But the headline to the Tribune’s 08.16.18 deep dive describes the stakes: “The U.S. is helping the natural gas industry make a profit at the expense of the environment.” Natural gas used to be natural trash, burned off as an unwanted byproduct of oil drilling. But condensed into liquid form, it’s now shipped en masse to places like China and championed as a coal-alternative to combat climate change. This has powered a booming U.S. export industry, first touted by the Obama administration, then unleashed by Trump’s:

What’s good for corporate profits, however, may not be good for the planet. A growing body of research suggests natural gas isn’t the climate panacea many promised it would be, with mounting concerns over its main component: methane, …. In the race for energy supremacy, the U.S. has become not only the world’s largest natural-gas producer but also a top exporter of oil — a fuel that remains among the most harmful for the climate and public health. As energy exports climb, so too does global consumption of fossil fuels, drawing billions in infrastructure investment that — some argue — tilts the world away from renewable sources of energy such as wind and solar.


TWO | YOU’RE NOT MY FRIEND ANYMORE: It’s not you, it’s the methane
A recent 12.12.18 installment in the Tribune’s gas boom coverage explains why you may be seeing in your local and national media more and more coverage and protests of natural gas pipelines.

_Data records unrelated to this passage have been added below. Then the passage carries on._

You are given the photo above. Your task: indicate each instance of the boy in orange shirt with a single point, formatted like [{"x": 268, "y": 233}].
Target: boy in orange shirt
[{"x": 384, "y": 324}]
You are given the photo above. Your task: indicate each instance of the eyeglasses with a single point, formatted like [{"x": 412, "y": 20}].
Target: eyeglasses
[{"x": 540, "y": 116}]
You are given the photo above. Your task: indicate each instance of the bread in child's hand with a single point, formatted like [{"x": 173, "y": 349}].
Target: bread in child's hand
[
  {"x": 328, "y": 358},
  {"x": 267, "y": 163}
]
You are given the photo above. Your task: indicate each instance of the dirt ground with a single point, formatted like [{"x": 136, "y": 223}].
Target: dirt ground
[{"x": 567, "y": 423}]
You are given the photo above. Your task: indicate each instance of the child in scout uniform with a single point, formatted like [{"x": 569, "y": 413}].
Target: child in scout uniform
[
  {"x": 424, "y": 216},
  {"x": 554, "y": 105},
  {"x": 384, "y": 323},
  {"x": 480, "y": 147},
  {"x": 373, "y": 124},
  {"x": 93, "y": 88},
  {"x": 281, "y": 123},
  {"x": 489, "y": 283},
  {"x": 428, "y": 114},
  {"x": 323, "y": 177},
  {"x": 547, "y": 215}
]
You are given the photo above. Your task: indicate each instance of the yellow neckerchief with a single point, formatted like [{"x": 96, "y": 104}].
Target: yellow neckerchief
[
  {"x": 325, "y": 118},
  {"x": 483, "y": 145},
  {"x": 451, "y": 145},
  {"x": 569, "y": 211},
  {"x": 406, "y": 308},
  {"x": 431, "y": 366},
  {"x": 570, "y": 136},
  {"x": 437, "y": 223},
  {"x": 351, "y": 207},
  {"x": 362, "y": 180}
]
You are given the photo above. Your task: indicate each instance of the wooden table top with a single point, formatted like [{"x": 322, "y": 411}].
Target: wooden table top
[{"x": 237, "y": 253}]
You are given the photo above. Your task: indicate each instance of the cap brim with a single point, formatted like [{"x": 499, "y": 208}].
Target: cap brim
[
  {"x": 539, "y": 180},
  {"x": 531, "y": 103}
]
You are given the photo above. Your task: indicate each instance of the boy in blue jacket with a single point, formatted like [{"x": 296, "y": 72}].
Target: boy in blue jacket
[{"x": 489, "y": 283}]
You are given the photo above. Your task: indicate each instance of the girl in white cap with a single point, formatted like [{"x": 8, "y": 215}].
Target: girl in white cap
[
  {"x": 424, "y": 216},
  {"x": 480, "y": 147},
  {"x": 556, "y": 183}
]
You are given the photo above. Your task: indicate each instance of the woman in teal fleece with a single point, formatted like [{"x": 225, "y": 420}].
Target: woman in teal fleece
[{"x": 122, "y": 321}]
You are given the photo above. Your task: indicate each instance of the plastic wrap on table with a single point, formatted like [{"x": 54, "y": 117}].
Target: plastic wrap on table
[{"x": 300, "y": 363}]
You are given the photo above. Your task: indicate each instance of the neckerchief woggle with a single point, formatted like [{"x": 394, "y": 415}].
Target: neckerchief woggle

And of the controversial hydraulic fracturing — better known as fracking — process powering the boom:

Record-high U.S. gas production is also spawning thousands of miles of pipelines and hundreds of gas-fired power plants nationwide, despite urgent recommendations from scientists for a more rapid and extensive transition to zero-emissions sources of energy such as solar and wind. The latest from the National Climate Assessment showed global-warming impacts are already being felt, from worsening blazes such as the November wildfire that tore through Northern California — the deadliest in state history — to intensifying storms like Hurricane Florence, which pummeled the Carolinas with record rainfall in September.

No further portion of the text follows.